"Reaching" is one of the 10 tracks on Ida Mae's debut album, Chasing Lights, which is due early summer on Thirty Tigers. It's the culmination of Turpin and Jeans' journey from the alt-rock band Kill It Kid into the country blues of Robert Johnson, Son House, Charley Patton, and others, a musical path that's proven fruitful in a very short time. Ida Mae recorded Chasing Lights with producer Ethan Johns at Peter Gabriel's Real World studio in Bath, England, and the duo was signed briefly to Warner Bros. by Seymour Stein. "It's just completely surreal," notes Turpin, whose stash of guitars includes the same 1931 National steel model played by Bukka White and Blind Boy Fuller. "When you're doing it you're only focused on the next thing and constantly trying to improve. Something cool may happen and you get the initial moment of shock, but then it becomes reality and you’ve got to get it to work. Then only afterwardscan I look back at those things, and it's like, 'F---! Shit! Did that actually happen?'"

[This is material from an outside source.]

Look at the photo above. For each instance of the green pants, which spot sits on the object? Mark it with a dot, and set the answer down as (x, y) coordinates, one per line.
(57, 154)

Ida Mae has also been logging miles on the road with Greta Van Fleet, opening for the rock band last year in North America and for the group's recently rescheduled upcoming European tour. "We were a little shocked when we were invited to play with them, but then it quickly made sense," Turpin says. "Their dad was in a blues band, plays harmonica. They grew up with Stax and Otis Redding, all the same blues things I did. A lot of their heroes are British rock 'n' roll bands, who during the 60s fell in love with blues coming out of Chicago. So it makes sense that Greta would be into us, and those [shows] really work out well."
Ida Mae, which now resides in Nashville, is wrapping up a European run and begins its next U.S. trek on May 14 in Lexington, Ky., mostly opening for Blackberry Smoke. Turpin and Jean are well aware these are still early days for their reinvented musical path, but they're happy to be reaching in this direction now.
"We started this because we wanted to do something purely for ourselves, with no compromises," Turpin explains. "We'd been pushed around by record companies a bit s who wanted to make us more poppy and more commercial, but not anymore. There's no thoughts about radio, what's gonna work anywhere. We're focused in on exactly what we want to make, and we're really loving it."